Dogs learn in context to their surroundings, that's one of the first things I was taught. So 'sit' doesn't necessarily mean sit everywhere, just where they've learnt it. The penny drops when you teach it in a variety of locations.

I don't walk my dogs as such, I drive them out to where I exercise them, open the boot and let them run, and teach everything else separately, although I will combine exercise with training, so recall certain dogs, and get them to sit before I release them to 'go play' again. I can't imagine anything more boring, particularly for a working bred dog, to have to stay at heel walking down the pavement, which is what makes it so difficult to train, particularly for those who are new to training dogs and have yet to really learn how to read their dog(s) and how to train/handle them as well. If I can do it with chocolate numpty dogs I'm sure you'll be able to do it with your boy, just keep learning how to engage with him, I do find using basic gundog training helps with this. So for example, to get a retrieve, I get my dogs to do a bit of heelwork and steadiness for me first, and then they might get a retrieve. In your instance, allow your boy to do a bit of hunting for you as a reward after he's got the heelwork bit right, treat it almost as a competition so he has to get the first bit right to be offered the reward of something that he loves to do. You'll soon find they then love doing the first bit because it leads to more rewards. So short bouts of heelwork, as close to somewhere you can hide something like a tennis ball as possible, even in thick bracken/brambles, and encourage him to do what he's bred for. Get him to sit first, and then release him to hunt for the ball, if that makes sense. I use 'there' as the command to hunt, or a whistle command which sounds like the tweet twoo of how you imagine an owl, depending on distance and if I've got my whistle in my gob! With short distances, I'd have them in a sit, perhaps with a raised hand, and then release him by removing the hand and letting him hunt to a 'there'. You can buy canvas discs which lie flat to the ground, so are more difficult for them to see which are also good for training dogs to hunt.
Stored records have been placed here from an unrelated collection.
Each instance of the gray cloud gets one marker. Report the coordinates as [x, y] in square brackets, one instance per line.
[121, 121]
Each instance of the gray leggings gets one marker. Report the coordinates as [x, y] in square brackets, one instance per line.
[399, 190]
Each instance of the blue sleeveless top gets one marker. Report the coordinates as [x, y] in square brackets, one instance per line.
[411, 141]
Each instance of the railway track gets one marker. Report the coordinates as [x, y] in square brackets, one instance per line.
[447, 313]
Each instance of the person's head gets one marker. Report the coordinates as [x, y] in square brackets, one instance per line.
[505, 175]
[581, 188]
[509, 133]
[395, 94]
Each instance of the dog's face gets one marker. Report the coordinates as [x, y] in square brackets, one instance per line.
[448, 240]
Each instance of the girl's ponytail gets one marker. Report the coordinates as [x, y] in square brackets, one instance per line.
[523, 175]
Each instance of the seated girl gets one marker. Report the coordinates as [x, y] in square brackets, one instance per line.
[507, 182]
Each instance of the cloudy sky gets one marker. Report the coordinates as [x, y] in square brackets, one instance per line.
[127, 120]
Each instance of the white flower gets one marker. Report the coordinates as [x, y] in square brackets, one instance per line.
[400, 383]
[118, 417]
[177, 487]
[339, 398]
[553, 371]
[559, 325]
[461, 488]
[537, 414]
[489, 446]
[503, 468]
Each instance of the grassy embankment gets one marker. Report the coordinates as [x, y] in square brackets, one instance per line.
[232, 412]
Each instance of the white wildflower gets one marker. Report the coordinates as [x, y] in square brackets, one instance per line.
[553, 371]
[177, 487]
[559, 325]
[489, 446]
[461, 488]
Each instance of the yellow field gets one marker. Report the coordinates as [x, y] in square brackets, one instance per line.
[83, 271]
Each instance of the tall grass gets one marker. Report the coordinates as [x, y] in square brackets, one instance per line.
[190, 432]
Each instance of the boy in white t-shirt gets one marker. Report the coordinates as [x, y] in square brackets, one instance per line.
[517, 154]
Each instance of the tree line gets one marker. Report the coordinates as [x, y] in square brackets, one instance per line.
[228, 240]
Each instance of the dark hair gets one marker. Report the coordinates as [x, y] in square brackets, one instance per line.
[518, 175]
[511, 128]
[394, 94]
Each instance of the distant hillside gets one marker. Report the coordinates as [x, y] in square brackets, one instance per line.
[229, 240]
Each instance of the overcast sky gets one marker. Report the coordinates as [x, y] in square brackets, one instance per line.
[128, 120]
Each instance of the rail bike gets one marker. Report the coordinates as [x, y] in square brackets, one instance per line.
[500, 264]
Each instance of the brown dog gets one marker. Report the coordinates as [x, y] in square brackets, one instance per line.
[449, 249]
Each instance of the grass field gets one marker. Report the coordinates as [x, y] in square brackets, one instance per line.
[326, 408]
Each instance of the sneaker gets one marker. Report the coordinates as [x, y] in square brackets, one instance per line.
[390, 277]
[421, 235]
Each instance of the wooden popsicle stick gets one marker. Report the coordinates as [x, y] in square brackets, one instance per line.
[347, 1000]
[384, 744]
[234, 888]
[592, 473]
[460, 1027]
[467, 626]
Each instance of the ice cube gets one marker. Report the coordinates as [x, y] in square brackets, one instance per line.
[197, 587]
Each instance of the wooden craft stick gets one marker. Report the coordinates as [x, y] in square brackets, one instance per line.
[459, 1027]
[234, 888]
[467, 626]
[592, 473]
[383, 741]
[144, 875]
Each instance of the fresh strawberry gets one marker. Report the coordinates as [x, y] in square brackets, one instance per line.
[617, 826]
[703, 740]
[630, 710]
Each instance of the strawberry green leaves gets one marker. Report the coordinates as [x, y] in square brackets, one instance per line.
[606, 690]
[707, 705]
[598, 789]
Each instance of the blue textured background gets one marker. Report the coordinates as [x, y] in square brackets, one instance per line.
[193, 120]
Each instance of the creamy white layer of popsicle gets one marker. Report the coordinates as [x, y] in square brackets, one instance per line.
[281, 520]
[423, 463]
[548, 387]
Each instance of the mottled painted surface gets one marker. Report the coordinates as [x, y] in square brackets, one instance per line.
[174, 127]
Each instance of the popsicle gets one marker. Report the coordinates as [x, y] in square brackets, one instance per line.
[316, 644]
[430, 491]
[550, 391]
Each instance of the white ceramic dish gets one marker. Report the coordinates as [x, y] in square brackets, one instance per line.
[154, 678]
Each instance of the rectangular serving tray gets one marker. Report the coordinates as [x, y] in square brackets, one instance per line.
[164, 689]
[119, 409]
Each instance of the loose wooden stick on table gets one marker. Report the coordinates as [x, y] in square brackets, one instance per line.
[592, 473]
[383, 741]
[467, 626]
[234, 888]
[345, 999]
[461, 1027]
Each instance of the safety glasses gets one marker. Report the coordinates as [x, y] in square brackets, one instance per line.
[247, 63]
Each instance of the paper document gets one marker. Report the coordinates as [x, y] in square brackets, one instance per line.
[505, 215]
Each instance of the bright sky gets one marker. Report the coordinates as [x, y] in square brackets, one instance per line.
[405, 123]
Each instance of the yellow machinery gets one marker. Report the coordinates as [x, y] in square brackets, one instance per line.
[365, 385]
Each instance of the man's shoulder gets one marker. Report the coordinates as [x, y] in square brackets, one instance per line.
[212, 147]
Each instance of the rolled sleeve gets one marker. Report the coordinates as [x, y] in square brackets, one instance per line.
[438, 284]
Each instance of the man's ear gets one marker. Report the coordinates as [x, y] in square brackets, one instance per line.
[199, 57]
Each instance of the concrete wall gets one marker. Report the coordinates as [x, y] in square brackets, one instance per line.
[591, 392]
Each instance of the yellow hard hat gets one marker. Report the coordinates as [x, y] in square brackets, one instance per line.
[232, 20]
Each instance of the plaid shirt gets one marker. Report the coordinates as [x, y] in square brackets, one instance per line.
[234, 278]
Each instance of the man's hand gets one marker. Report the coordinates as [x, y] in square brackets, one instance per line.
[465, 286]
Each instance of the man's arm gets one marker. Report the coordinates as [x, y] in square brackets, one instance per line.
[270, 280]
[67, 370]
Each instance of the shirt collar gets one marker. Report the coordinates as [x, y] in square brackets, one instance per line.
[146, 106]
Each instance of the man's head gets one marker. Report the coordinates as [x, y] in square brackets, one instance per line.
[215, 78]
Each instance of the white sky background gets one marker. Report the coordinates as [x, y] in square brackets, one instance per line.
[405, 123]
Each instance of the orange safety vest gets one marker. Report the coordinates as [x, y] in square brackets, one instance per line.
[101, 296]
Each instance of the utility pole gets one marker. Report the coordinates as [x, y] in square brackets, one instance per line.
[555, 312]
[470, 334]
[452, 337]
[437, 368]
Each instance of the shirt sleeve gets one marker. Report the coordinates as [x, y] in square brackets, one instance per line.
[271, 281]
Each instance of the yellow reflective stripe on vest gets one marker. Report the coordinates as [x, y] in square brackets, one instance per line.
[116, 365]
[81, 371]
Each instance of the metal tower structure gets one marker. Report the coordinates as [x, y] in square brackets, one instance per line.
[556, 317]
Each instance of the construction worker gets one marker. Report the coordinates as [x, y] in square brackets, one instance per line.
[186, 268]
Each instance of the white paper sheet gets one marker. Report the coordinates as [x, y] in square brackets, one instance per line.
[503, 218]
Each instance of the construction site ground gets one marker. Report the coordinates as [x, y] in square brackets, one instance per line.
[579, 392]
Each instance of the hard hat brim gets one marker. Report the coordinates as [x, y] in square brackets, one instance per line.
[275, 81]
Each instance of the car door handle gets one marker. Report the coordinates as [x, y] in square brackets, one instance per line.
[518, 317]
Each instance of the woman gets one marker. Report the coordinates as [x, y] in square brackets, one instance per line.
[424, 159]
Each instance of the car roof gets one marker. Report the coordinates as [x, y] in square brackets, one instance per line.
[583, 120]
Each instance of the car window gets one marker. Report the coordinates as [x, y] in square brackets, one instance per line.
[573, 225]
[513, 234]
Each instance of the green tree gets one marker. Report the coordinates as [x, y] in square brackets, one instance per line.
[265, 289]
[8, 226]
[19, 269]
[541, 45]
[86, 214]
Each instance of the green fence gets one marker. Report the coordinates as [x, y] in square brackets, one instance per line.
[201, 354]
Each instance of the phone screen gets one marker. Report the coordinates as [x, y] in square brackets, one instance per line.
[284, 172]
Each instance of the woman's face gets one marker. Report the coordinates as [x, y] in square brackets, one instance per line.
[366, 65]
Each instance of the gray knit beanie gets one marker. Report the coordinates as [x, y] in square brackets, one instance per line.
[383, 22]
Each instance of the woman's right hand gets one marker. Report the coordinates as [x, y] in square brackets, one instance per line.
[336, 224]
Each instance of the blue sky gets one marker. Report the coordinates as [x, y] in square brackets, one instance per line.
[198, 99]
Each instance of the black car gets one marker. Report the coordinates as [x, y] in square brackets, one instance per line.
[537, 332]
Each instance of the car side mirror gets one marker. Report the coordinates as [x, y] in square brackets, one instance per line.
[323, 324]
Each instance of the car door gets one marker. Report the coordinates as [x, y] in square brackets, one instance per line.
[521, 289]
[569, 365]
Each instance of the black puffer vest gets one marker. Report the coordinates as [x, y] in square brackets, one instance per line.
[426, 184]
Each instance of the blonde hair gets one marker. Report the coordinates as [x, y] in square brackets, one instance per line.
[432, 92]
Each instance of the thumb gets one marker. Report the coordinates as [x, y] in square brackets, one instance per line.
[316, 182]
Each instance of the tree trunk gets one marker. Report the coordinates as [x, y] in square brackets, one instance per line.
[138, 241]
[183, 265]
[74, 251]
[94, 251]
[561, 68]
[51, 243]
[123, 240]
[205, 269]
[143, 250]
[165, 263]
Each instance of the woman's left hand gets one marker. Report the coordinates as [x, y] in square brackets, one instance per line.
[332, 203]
I mix things up with my dogs and they do get informal retrieves, but add a lot of structure as well so they know they have to sit and wait unless I tell them otherwise. Sorry, waffled on a bit, but I often find by stringing together a chain of *events* and using part of their training as a reward, the other parts of that chain act as an incentive, hope that makes sense!


----------



## Hardwick Hounds (May 30, 2012)

I have a cocker who's nearly 3 (had from pup) and she is also excellent off lead but pulls on a lead. I taught her to walk to heel off lead in ten minutes! But put her back on the lead and she pulls like she's on a mission :001_rolleyes:

We used to use the pets at home head collar for her, which doesn't tighten like the halti (which we use on the danes) it just guides from underneath the chin where the lead is attached. It worked for us but we lost it and never replaced it. Alice knows that pulling is wrong and if I say her name in a stern manner, she slows down - gives me a dirty look - and stops pulling for about 30 seconds. We just cope with that now cos where we walk, she's only on lead for ten minutes till we are past the roads.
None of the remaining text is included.